The Taliban Pakistan link will remain for as long as terrorism is the key plank of Pakistan’s foreign and security policies targeted as much against India as facilitating the emergence of a new caliphate in the region and beyond.
The US is aware and monitors Pakistans involvement. Beijing is aware of Pakistan’s jihadi approach but has its geo-political compulsions, which range from contrasting the White House to checkmating insurgency in its own Uighur Muslim stronghold.
Russia is the odd man out in the Kabul theatre today. The desire to rewrite history and reclaim the lost glory is an overwhelming urge that made Moscow continue its engagement while it keeps Islamic terror at bay in the CIS states.
It is these concerns coupled with Pakistan’s quest for a larger than life role to control the Taliban’s finances that appear to reset the stage in Kabul.
Expectedly, the Pakistani establishment sees Indian ‘defeat’ in the return of Taliban. This is an extension of their India fixation that dates back to the day of their creation from British India.
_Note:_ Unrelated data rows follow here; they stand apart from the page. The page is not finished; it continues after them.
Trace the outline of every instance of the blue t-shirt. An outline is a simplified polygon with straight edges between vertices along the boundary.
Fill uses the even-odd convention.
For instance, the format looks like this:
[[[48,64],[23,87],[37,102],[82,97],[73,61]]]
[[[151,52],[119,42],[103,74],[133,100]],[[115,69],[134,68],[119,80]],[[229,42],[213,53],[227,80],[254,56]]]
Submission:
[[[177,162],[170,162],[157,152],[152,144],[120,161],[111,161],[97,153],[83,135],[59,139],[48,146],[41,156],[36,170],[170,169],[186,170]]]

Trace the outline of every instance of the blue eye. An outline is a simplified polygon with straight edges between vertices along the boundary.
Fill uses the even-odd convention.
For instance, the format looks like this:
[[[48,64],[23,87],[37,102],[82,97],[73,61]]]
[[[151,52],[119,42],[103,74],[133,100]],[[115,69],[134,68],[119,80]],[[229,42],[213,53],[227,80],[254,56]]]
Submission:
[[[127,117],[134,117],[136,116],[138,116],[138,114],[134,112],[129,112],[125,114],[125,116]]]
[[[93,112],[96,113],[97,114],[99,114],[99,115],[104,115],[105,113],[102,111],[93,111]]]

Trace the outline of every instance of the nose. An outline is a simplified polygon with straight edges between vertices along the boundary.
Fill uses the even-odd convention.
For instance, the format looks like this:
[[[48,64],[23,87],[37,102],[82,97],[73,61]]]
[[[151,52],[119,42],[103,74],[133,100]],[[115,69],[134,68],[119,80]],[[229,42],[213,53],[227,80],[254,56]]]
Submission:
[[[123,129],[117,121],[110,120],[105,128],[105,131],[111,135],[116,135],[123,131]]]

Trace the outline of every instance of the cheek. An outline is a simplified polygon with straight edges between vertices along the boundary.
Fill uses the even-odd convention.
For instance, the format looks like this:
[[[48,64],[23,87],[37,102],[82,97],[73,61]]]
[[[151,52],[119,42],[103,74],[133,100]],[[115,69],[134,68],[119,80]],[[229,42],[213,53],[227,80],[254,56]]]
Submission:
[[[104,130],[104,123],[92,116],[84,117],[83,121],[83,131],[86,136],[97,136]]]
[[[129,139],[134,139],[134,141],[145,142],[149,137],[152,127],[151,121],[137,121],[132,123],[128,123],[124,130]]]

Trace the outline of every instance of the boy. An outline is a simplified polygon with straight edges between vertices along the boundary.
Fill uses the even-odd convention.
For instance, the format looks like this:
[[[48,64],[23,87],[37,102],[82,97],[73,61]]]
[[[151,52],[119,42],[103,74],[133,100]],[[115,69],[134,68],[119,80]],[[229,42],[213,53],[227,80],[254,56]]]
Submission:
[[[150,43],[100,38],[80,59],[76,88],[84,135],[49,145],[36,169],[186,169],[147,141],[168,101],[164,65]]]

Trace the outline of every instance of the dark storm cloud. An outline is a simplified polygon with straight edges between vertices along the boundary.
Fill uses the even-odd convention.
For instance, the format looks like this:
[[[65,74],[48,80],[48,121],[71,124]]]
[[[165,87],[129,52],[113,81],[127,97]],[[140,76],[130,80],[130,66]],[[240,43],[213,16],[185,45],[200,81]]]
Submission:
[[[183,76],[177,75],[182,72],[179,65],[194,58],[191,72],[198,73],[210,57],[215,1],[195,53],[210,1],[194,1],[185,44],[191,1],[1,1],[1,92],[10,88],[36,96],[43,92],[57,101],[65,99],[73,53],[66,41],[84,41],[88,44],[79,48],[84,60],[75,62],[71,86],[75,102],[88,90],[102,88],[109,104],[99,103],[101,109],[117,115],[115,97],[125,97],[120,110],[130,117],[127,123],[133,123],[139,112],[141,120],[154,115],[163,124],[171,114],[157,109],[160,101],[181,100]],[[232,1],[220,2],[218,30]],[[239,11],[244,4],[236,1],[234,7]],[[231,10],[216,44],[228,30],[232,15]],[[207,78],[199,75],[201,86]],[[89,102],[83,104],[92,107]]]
Also, during the past twenty years, India was actively helping Afghanistan to build its civic infrastructure – roads, schools, hospitals, and dams. It was not Afghan specific outreach but Gandhian philosophy in action of helping less developed countries in whatever way possible.
Anyhow, India, unlike Pakistan’s Durand line conflict, has no dispute with Afghanistan.
Taliban 1.0 did not accept the Durand Line. Taliban 2.0 may do like-wise, as a part of its survival mantra.
Being Pashtun at the core, Taliban has an eye on the Pashtun speaking areas along the border on Pakistan side. It is too early to predict whether the Taliban will work to carve out a new buffer Pashtun state to undo an historical wrong.
But if it does, it will mean that the two-state theory which created India and Pakistan in 1947 will have failed a second time. The first time in 1971 with the creation if Bangladesh from Pakistan and now with the creation of a new pashtun state, which may lead to the balkanization of pakistan and creating a failed nuclear power.